2. There are different degrees of proteinuria, hematuria, tubular urine, edema and hypertension, etc.
3. Acute attacks may be induced by respiratory infections and other causes during the course of the disease, with manifestations similar to those of acute nephritis.
Differential diagnosis
I. Primary hypertension secondary to renal damage
Nephritis mostly occurs in young adults; while hypertension secondary kidney damage occurs later. The medical history is very important for differentiation. Whether hypertension or proteinuria comes first plays a major role in the differential diagnosis. Therefore, in patients with hypertension, urinalysis and, if necessary, renal function tests should be routinely performed. In patients with hypertension secondary to renal damage, the amount of urine protein is low, usually <1-1.5g/d. Rarely, there is persistent hematuria and erythrocyte tubular pattern, and the tubular function is usually impaired earlier than the glomerulus. Renal puncture is often useful for identification. It has been found that 20% of patients clinically diagnosed with primary hypertension are diagnosed with primary glomerular disease by renal puncture.
II. Chronic pyelonephritis
In the late stage of chronic pyelonephritis, there can be a large amount of proteinuria and hypertension, which is sometimes difficult to distinguish from chronic nephritis. Chronic pyelonephritis is mostly seen in female patients. Detailed questioning often includes a history of urinary tract infection. Multiple urine sediment microscopy and urine bacterial cultures are necessary for the diagnosis of chronic pyelonephritis with active infection. In patients with chronic pyelonephritis, the impairment of renal function is mostly tubular damage, and there may be hyperchloremic acidosis, hypophosphorous renal bone disease, while azotemia and uremia are mild and progress very slowly. Intravenous pyelogram and nuclear examination (renogram and renal scan, etc.) are more helpful in the diagnosis of chronic pyelonephritis if asymmetrical damage to the two sides of the kidney is found.
Lupus nephritis
The clinical manifestations and renal histological changes of lupus nephritis can be similar to those of chronic nephritis. However, lupus erythematosus is more prevalent in women and is a systemic disease that can be associated with fever, rash, arthritis and other manifestations of multisystem damage. Blood cells are decreased, immunoglobulins are increased, lupus cells can be detected, antinuclear antibodies are positive, and serum complement levels are decreased. Histological examination of the kidney reveals extensive deposition of immune complexes in various parts of the glomerulus. Immunofluorescence examination often shows “full brightness”.
Acute nephritis
Acute attacks of chronic nephritis should be differentiated from acute nephritis.
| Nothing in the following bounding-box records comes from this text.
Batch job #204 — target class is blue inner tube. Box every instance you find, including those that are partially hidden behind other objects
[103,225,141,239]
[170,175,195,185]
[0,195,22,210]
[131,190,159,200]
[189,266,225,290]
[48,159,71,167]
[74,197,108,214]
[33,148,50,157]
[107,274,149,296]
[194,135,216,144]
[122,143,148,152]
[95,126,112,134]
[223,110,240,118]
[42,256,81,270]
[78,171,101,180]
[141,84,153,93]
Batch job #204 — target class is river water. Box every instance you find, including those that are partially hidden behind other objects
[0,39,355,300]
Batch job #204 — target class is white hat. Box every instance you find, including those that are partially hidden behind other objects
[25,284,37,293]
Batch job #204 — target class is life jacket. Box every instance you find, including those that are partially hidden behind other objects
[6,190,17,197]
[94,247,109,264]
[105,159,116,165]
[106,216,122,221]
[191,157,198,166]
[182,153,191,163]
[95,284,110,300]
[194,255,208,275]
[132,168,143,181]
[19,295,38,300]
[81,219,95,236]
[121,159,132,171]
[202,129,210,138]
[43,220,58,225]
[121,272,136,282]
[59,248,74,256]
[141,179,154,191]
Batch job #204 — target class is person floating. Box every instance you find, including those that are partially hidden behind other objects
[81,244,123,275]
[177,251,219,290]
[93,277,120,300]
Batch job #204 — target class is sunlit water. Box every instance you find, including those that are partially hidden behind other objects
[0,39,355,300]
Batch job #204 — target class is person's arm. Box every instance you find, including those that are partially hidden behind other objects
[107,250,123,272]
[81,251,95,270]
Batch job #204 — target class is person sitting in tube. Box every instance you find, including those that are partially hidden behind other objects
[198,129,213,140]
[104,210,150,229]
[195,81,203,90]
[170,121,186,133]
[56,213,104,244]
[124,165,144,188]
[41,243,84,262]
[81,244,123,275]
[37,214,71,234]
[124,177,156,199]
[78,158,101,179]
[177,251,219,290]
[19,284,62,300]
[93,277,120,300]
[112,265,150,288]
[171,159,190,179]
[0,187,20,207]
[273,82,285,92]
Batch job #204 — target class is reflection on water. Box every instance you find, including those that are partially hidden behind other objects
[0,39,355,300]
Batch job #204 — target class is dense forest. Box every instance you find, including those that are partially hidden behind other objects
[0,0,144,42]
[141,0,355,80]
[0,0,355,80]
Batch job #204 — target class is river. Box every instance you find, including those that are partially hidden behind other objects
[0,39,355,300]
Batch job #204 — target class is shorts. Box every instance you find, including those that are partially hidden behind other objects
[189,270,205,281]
The most common cause of an acute attack of chronic nephritis is in adults, with clinical symptoms appearing within 2 to 3 days of infection, and a history of nephritis or a history of more pronounced hematuria, edema, hypertension, etc. The condition is delayed and often accompanied by varying degrees of anemia and renal insufficiency. Acute nephritis often has a prodromal infection, and symptoms such as hematuria, proteinuria, edema, and hypertension appear only after 1 to 3 weeks, and complement C3 in the blood is reduced (recovered within 8 weeks).